Tedros, who served as Ethiopia's foreign minister when the TPLF dominated Ethiopian politics, became the first African WHO director in 2017 with the full support of many countries as a result of Ethiopia's efforts.
The Executive Committee will meet at the end of January and determine new director-general candidates for election in May.
Kenya, Rwanda and Botswana previously announced their support for Tedros' reinstatement.
Tigray on brink of humanitarian disaster as aid grinds to halt
A statement by the World Food Programme (WFP) warned Friday that its operations, like other aid organizations operating in Northern Tigray, are about to grind to a halt because intense fighting has blocked the passage of fuel and food.
"We're now having to choose who goes hungry to prevent another from starving," Michael Dunford, WFP's regional director for Eastern Africa, said in a statement. "We need immediate guarantees from all parties to the conflict for safe and secure humanitarian corridors, via all routes, across northern Ethiopia.
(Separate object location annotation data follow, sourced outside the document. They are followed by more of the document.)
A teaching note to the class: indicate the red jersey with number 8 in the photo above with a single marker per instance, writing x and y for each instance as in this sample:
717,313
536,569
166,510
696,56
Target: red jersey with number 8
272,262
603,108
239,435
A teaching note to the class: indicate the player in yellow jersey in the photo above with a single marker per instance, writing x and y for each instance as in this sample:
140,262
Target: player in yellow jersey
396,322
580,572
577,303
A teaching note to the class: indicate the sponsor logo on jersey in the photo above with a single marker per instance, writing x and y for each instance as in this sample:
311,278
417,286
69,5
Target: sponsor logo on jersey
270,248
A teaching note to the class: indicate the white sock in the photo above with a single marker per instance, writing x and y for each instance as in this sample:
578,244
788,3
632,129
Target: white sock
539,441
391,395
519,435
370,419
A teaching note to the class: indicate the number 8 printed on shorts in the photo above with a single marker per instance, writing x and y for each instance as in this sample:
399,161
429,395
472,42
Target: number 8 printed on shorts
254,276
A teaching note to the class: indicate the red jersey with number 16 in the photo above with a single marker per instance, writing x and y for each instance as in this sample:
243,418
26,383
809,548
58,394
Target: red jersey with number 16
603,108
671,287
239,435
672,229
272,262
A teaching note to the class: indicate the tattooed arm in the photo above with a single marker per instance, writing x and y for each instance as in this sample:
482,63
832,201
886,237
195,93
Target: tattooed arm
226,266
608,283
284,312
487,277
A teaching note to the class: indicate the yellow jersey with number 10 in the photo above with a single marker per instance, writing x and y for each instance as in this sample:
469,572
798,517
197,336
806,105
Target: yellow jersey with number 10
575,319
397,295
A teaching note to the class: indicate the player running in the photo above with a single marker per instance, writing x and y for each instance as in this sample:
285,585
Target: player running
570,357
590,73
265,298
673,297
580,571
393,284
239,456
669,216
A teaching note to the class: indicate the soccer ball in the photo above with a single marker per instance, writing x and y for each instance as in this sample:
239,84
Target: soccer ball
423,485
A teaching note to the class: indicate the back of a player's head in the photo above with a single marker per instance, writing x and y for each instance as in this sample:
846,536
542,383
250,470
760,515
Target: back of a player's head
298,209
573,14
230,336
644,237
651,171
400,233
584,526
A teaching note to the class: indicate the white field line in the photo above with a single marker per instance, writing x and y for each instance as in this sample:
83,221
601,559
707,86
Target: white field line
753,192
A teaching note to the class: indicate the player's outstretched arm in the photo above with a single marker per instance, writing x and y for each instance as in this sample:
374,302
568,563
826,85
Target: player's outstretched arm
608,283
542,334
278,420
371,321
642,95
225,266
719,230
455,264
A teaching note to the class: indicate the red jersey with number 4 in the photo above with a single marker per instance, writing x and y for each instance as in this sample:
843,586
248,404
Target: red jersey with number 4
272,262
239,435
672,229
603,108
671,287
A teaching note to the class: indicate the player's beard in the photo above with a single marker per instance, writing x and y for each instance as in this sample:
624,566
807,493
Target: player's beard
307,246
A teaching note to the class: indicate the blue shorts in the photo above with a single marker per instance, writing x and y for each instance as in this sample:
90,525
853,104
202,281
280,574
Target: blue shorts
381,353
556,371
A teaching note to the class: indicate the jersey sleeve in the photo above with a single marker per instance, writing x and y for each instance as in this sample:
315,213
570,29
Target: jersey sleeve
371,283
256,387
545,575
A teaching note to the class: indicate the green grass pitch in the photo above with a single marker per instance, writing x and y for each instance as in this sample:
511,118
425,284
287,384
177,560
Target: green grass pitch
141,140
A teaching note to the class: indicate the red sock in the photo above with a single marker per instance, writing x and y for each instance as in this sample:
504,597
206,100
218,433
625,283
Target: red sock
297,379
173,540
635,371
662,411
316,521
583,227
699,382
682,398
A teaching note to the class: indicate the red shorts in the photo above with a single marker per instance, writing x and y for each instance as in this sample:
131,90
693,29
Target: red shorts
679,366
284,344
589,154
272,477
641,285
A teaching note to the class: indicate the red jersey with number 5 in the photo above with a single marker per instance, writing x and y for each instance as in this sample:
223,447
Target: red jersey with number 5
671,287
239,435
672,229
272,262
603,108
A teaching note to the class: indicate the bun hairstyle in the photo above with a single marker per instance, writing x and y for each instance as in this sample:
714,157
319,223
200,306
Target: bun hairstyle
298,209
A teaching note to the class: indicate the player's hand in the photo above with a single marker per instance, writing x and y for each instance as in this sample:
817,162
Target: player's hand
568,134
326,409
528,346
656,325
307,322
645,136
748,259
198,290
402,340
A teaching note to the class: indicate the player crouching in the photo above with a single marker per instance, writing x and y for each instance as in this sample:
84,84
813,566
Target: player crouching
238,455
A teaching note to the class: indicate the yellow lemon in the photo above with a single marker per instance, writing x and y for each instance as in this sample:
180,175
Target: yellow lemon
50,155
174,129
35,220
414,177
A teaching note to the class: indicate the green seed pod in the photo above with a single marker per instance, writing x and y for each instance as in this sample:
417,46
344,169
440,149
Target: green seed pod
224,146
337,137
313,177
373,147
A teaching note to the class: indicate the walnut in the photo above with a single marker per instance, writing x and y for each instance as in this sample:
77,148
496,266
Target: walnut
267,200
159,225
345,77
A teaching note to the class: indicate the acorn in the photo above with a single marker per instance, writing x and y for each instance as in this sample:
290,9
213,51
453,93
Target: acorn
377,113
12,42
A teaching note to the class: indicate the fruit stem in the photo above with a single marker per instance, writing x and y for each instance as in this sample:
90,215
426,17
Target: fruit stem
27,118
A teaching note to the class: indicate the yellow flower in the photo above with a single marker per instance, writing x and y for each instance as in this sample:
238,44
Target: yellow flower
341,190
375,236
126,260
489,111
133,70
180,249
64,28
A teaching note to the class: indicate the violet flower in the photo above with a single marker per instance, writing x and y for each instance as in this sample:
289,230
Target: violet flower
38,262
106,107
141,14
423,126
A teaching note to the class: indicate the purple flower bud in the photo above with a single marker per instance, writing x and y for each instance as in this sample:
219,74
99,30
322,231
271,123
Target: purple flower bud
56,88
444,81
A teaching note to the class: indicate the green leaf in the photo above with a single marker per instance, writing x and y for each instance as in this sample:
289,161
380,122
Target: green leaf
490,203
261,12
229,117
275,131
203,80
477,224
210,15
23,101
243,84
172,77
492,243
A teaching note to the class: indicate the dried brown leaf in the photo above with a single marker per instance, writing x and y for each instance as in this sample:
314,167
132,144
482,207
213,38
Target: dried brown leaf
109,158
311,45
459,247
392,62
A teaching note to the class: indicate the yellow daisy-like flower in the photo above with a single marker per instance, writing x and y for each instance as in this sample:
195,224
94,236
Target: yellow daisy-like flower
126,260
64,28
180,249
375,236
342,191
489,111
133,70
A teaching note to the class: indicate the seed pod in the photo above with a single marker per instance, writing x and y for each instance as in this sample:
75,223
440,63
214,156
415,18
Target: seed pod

Humanitarian supplies are simply not flowing at the pace and scale needed. The lack of both food and fuel means we've only been able to reach 20% of those we should have in this latest distribution in Tigray. We're on the edge of a humanitarian disaster."
The aid agency noted that the war that has lasted for more than a year has left 9.4 million people in urgent need of humanitarian food assistance, an increase of 2.7 million from four months ago.
Away from the war, WFP also warned that it will likely run out of food and nutrition supplies for millions of Ethiopians from next month because of an unprecedented lack of funding.